Gold, Silber, Bronze!!!
February 6th, 2013

Herausragendes Ergebnis beim WM-Super-G in Schladming für die HEAD World Cup Rebels: Ted Ligety holt sich mit einem nahezu fehlerfreien Lauf die Gold-Medaille. Hinter dem US-Amerikaner fuhren der Franzose Gauthier de Tessieres und der Norweger Aksel Lund Svindal Silber und Bronze ein. Das HEAD-Team hält damit nach zwei WM-Bewerben bereits bei vier Medaillen.

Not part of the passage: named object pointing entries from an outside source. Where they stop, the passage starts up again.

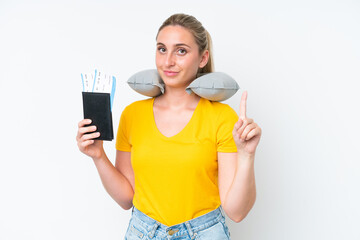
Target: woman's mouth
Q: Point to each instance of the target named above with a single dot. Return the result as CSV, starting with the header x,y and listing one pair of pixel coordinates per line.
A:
x,y
170,73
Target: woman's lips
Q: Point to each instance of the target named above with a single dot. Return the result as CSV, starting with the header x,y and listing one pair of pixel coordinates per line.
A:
x,y
170,73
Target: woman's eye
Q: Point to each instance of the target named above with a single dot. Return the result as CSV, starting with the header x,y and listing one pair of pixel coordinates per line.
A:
x,y
182,51
162,50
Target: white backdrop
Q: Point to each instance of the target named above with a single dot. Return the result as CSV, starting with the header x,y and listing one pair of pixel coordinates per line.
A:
x,y
299,61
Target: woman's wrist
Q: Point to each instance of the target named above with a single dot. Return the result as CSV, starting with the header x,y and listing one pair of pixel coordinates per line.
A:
x,y
245,156
100,156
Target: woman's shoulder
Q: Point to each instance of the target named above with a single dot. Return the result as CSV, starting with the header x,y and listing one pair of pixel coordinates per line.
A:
x,y
137,105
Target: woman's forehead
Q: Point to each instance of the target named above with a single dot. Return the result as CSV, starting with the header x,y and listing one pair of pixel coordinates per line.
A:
x,y
175,35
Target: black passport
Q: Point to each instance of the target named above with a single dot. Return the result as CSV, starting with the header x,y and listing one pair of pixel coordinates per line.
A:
x,y
97,108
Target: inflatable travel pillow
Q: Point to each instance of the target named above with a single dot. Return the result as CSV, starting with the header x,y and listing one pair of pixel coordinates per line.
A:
x,y
215,86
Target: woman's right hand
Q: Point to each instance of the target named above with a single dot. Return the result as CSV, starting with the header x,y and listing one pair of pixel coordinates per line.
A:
x,y
86,144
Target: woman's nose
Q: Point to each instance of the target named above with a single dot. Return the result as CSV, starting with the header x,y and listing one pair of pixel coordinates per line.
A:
x,y
170,59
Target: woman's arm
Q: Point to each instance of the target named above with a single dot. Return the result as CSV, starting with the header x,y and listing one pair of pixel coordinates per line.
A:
x,y
118,182
236,184
236,170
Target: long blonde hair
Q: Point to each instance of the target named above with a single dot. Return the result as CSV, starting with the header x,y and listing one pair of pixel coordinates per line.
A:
x,y
202,37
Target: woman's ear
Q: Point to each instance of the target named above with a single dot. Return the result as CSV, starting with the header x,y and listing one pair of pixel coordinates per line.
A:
x,y
204,59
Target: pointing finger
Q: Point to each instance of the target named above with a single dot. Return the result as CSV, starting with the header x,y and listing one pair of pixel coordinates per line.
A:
x,y
242,114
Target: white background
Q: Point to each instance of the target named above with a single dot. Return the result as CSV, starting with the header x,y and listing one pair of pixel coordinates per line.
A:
x,y
299,61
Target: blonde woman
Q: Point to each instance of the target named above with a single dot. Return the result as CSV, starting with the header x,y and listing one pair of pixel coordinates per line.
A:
x,y
182,162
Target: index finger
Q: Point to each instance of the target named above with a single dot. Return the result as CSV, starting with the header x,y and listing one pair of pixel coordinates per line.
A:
x,y
242,114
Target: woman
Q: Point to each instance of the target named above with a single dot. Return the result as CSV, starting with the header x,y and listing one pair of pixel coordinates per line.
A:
x,y
181,160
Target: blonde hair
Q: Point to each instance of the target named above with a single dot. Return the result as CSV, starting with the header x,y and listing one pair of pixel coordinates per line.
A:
x,y
202,37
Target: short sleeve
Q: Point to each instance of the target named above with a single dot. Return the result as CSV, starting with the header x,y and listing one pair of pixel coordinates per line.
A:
x,y
122,138
226,121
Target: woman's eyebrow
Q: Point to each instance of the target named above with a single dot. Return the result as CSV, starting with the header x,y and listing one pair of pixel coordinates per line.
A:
x,y
176,45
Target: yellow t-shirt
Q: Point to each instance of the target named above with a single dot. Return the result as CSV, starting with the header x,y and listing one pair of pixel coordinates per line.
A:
x,y
176,178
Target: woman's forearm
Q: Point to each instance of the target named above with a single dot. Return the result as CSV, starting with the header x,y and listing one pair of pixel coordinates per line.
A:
x,y
242,193
115,183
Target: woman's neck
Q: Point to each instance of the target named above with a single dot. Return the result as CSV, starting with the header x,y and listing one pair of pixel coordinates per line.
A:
x,y
177,98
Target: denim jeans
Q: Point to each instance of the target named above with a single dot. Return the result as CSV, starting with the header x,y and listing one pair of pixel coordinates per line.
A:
x,y
210,226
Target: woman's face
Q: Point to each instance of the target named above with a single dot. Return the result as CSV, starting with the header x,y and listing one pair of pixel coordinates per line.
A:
x,y
177,56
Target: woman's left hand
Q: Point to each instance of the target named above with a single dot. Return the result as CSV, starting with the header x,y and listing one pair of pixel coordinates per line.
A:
x,y
246,132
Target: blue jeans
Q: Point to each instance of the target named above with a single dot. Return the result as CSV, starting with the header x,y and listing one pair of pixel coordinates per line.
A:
x,y
210,226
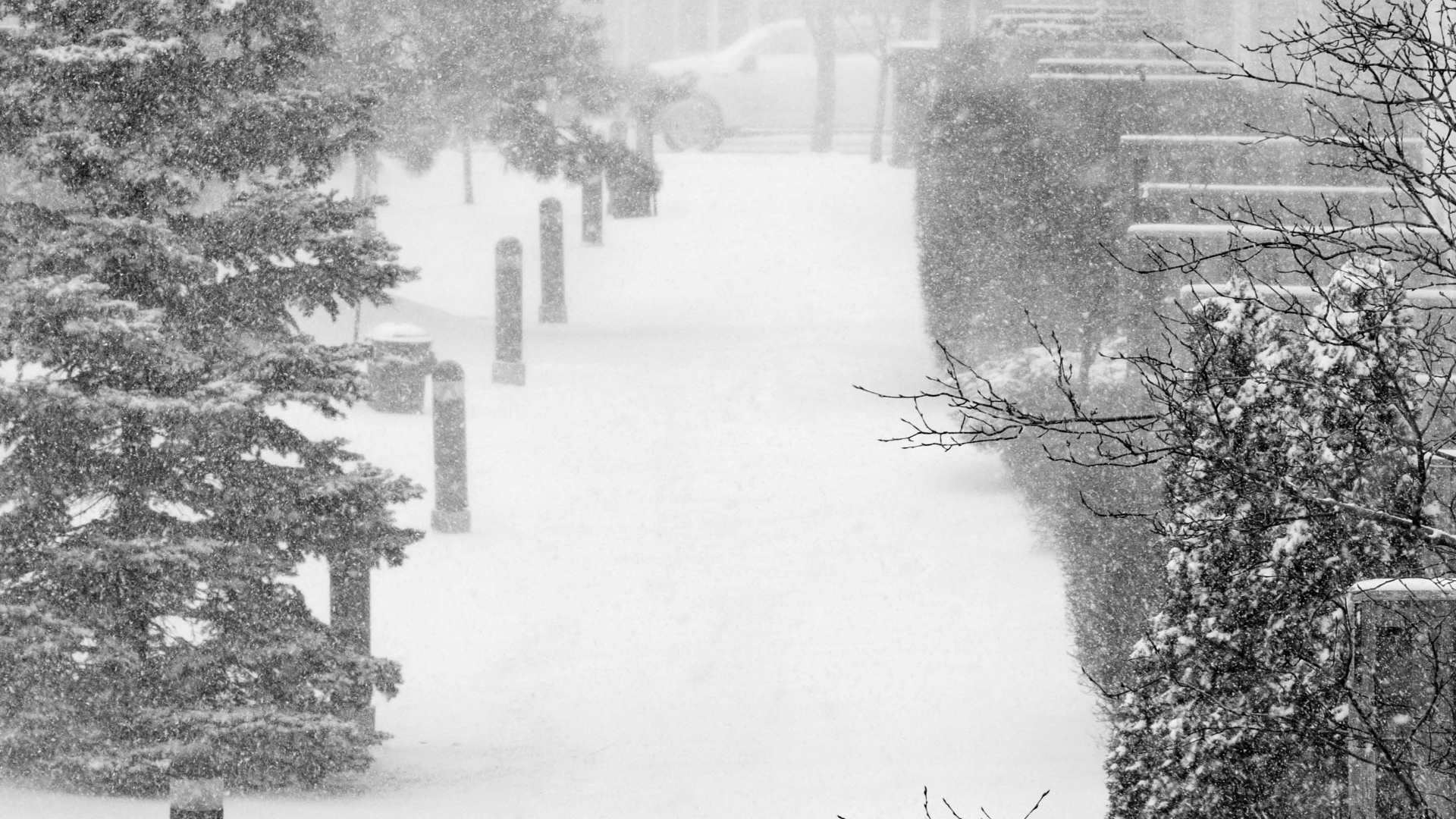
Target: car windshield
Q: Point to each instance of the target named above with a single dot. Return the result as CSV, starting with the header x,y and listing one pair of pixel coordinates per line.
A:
x,y
852,37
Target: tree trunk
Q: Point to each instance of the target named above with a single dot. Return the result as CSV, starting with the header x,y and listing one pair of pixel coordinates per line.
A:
x,y
820,15
877,137
469,181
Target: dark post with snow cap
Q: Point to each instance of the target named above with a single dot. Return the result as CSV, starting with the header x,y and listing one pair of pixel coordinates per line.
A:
x,y
554,265
197,786
452,513
350,617
509,368
592,210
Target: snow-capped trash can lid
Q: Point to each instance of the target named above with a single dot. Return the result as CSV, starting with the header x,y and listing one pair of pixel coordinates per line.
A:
x,y
400,333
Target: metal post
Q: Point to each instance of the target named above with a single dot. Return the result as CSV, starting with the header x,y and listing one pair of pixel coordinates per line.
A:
x,y
554,264
452,513
350,617
509,368
592,210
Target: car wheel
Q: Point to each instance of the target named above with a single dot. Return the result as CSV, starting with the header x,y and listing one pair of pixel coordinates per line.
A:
x,y
692,124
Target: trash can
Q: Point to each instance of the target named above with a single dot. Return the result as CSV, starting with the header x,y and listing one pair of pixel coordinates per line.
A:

„Dieses Ergebnis macht uns eine Riesenfreude“, erklärt HEAD-Rennchef Rainer Salzgeber, der auch weiß, warum Ted Ligety im Super-G zum Siegläufer avancierte: „Die Ski von Ted sind so konstruiert, dass er spritziger fahren kann. Er braucht diese Spritzigkeit am Skiende. Wenn er diese nicht spürt, könnte er nicht so gut fahren. Ted hat den richtigen Ski gewählt. Er und sein Servicemann haben sehr gute Arbeit geleistet.“

„Mr. Riesenslalom“ Ted Ligety feierte seinen ersten Sieg in einem Super-G. Als bisher bestes Ergebnis in dieser Disziplin im Weltcup scheint ein zweiter Platz 2009 in Val d’Isére auf. Nach dem Erfolg im Riesenslalom in Garmisch-Partenkirchen 2011 darf sich der 28-Jährige jetzt über seine zweite Gold-Medaille bei Weltmeisterschaften freuen. „Es ist unglaublich, es war ein echtes Nervenrennen. Ich habe unten im Ziel gehofft, dass es hält. Ich habe versucht, nicht zu viel zu rutschen, auf Linie zu bleiben und so sauber wie möglich zu fahren. Ich habe sehr viel Risiko genommen. Wenn du das schaffst, kannst du schnell fahren“, sagte der neue Super-G-Champion.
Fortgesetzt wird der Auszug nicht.